Summary. This proposal addresses the fundamental question of whether plumes cause a significant and long-lasting modification of the lithosphere. This question is of critical importance to understanding the long-term evolution of both continental and oceanic lithosphere, and indeed has been advanced as the explanation for many major lithospheric features and events (e.g. uplift and subsidence, regional metamorphism, anatexis, crustal extension, flood basalts development, rifting, geoid anomaly, chemical heterogeneities). Here we focus on a region of old oceanic lithosphere in the western Atlantic, which is unique in having both a well-documented plume track and tomographic evidence of anomalous lithospheric structure that might possibly be due to erosion by the plume.

This part of the western Atlantic, offshore of New England, appears to be a site of extreme erosion of continental lithosphere and possibly mature (Jurassic age) oceanic lithosphere. In the surface-wave tomographic model of Van der Lee & Nolet [1997] for North America, lithospheric erosion is implied by a lineament of low (by 5%) shear wave velocities, 300-500 km wide, that extends from the North American coastal provinces to at least 1000 km seaward. These low velocities delimit a region where lithosphere appears to be substantially (50%) thinned.  The erosion of New England continental lithosphere may reflect some past event associated with either continental assembly (~400 Ma), continental rifting (~200 Ma) or plume erosion (~100 Ma; the hot spot that created the New England seamounts), or some as-yet unrecognized ongoing tectonic process. The extension of the anomaly into the oceanic lithosphere of the western Atlantic, which we further document with new surface wave data discussed here, suggest that at least the oceanic part of the anomaly is post-rifting in origin and thus possibly plume-related. Ongoing lithospheric erosion would imply a thermal anomaly; fossil erosion would imply a compositional anomaly.  If erosion is ongoing, it may have initiated in the Cretaceous (~100 Ma), with the passage of the hot spot. However the persistence of a thermal anomaly through the present era would imply some continuing process to maintain the thinning, to counteract lithospheric thickening by conductive cooling. Such a process could be responsible for a low-velocity anomaly that extends far offshore into the Atlantic. If the seismic anomaly is compositional it would indicate that some past process has permanently modified the lithosphere in some major way. Resolution of offshore (i.e. oceanic) upper-mantle seismic structure is therefore key to determining the origin of this puzzling seismic anomaly. 

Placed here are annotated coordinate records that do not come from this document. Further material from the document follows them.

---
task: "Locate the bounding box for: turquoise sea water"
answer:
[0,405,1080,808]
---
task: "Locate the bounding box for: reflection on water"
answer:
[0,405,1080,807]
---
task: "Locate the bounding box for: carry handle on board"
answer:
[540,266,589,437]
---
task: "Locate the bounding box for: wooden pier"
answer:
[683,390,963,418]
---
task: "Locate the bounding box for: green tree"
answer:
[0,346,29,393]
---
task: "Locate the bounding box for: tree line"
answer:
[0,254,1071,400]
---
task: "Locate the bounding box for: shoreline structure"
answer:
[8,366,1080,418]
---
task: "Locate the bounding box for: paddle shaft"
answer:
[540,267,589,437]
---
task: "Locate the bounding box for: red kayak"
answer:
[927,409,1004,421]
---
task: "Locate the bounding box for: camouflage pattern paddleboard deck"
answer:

The Western Atlantic Lithospheric Erosion (WALE) Experiment seeks to make new, high resolution seismic measurements of the eroded lithosphere and underlying asthenosphere that can distinguish between potential causative processes. An array of 18 Ocean Bottom Seismometers (all equipped with Differential Pressure Transducers; at least 10 with horizontal seismometers) will be deployed in a 650 x 550 km array that crosses the low-velocity anomaly near Kelvin seamount (i.e. on Mesozoic-age oceanic crust near Kelvin seamount, 600 km off the coast of Massachusetts), and operated for one year. Recordings of teleseisms will be used to construct both body and Rayleigh wave images of the upper mantle, and to quantify its seismic anisotropy and attenuation. These data will be used to answer the following fundamental questions about the nature of lithospheric erosion: 1) How much of the lithosphere (if any) was eroded?; 2) Is the remaining original lithosphere normal, or has it been altered?; 3) What is the cause for the slow velocities? Is this region lithosphere or asthenosphere? 4) Is there any deep-rooted perturbation in the asthenosphere? This study thus provides a means of testing the still-controversial hypothesis that the passage of a plume can cause a significant and long-lasting modification of the lithosphere.